[apache-spark] Removing duplicates from rows based on specific columns in an RDD/Spark DataFrame

Let's say I have a rather large dataset in the following form:

data = sc.parallelize([('Foo',41,'US',3),
                       ('Foo',39,'UK',1),
                       ('Bar',57,'CA',2),
                       ('Bar',72,'CA',2),
                       ('Baz',22,'US',6),
                       ('Baz',36,'US',6)])

What I would like to do is remove duplicate rows based on the values of the first,third and fourth columns only.

Removing entirely duplicate rows is straightforward:

data = data.distinct()

and either row 5 or row 6 will be removed

But how do I only remove duplicate rows based on columns 1, 3 and 4 only? i.e. remove either one one of these:

('Baz',22,'US',6)
('Baz',36,'US',6)

In Python, this could be done by specifying columns with .drop_duplicates(). How can I achieve the same in Spark/Pyspark?

This question is related to apache-spark apache-spark-sql pyspark

The answer is


The below programme will help you drop duplicates on whole , or if you want to drop duplicates based on certain columns , you can even do that:

import org.apache.spark.sql.SparkSession

object DropDuplicates {
def main(args: Array[String]) {
val spark =
  SparkSession.builder()
    .appName("DataFrame-DropDuplicates")
    .master("local[4]")
    .getOrCreate()

import spark.implicits._

// create an RDD of tuples with some data
val custs = Seq(
  (1, "Widget Co", 120000.00, 0.00, "AZ"),
  (2, "Acme Widgets", 410500.00, 500.00, "CA"),
  (3, "Widgetry", 410500.00, 200.00, "CA"),
  (4, "Widgets R Us", 410500.00, 0.0, "CA"),
  (3, "Widgetry", 410500.00, 200.00, "CA"),
  (5, "Ye Olde Widgete", 500.00, 0.0, "MA"),
  (6, "Widget Co", 12000.00, 10.00, "AZ")
)
val customerRows = spark.sparkContext.parallelize(custs, 4)

// convert RDD of tuples to DataFrame by supplying column names
val customerDF = customerRows.toDF("id", "name", "sales", "discount", "state")

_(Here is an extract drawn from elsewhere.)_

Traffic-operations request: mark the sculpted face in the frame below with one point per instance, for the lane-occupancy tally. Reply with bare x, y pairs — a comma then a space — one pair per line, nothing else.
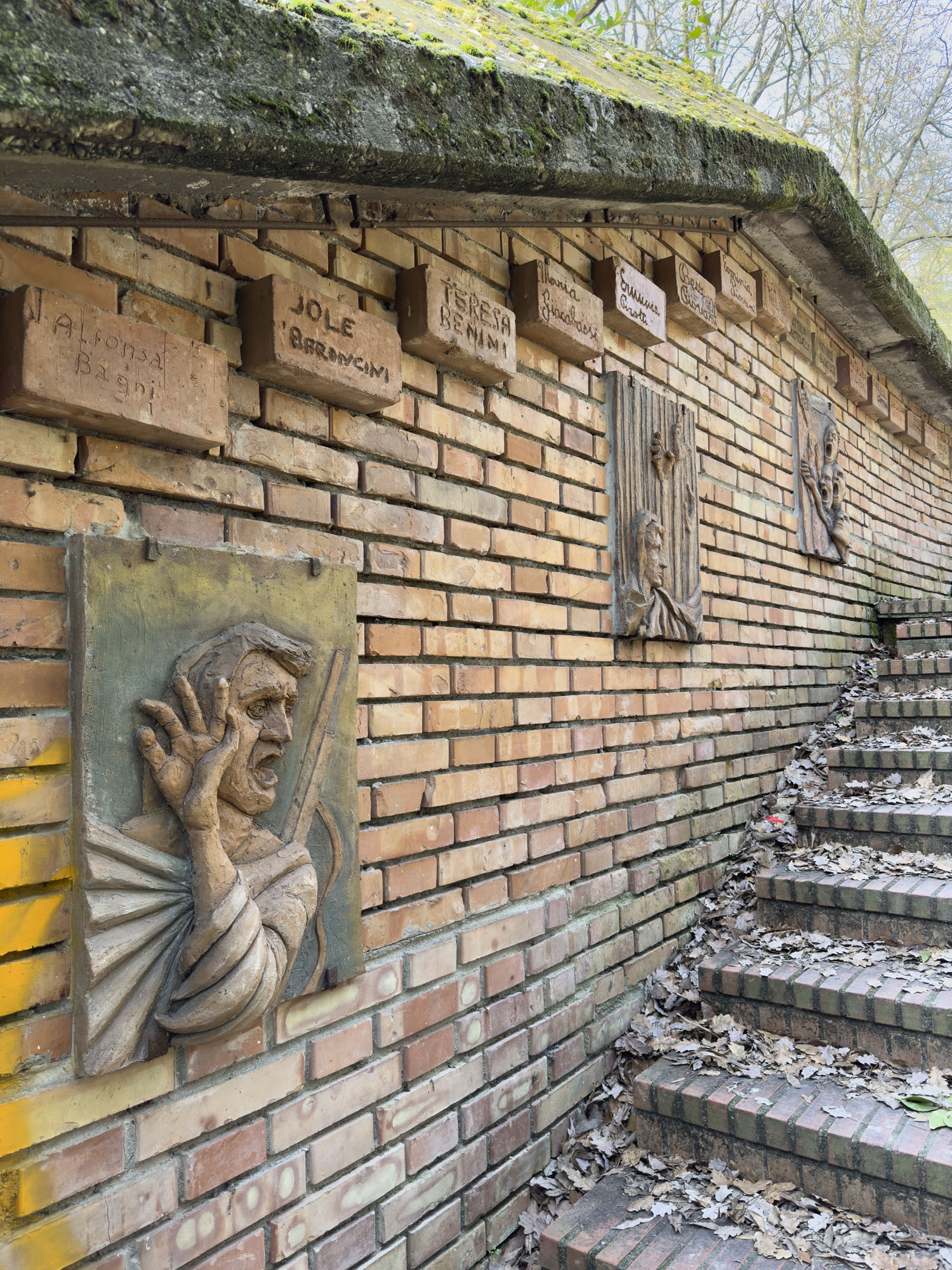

println("*** Here's the whole DataFrame with duplicates")

customerDF.printSchema()

customerDF.show()

// drop fully identical rows
val withoutDuplicates = customerDF.dropDuplicates()

println("*** Now without duplicates")

withoutDuplicates.show()

// drop fully identical rows
val withoutPartials = customerDF.dropDuplicates(Seq("name", "state"))

println("*** Now without partial duplicates too")

withoutPartials.show()

 }
 }

From your question, it is unclear as-to which columns you want to use to determine duplicates. The general idea behind the solution is to create a key based on the values of the columns that identify duplicates. Then, you can use the reduceByKey or reduce operations to eliminate duplicates.

Here is some code to get you started:

def get_key(x):
    return "{0}{1}{2}".format(x[0],x[2],x[3])

m = data.map(lambda x: (get_key(x),x))

Now, you have a key-value RDD that is keyed by columns 1,3 and 4. The next step would be either a reduceByKey or groupByKey and filter. This would eliminate duplicates.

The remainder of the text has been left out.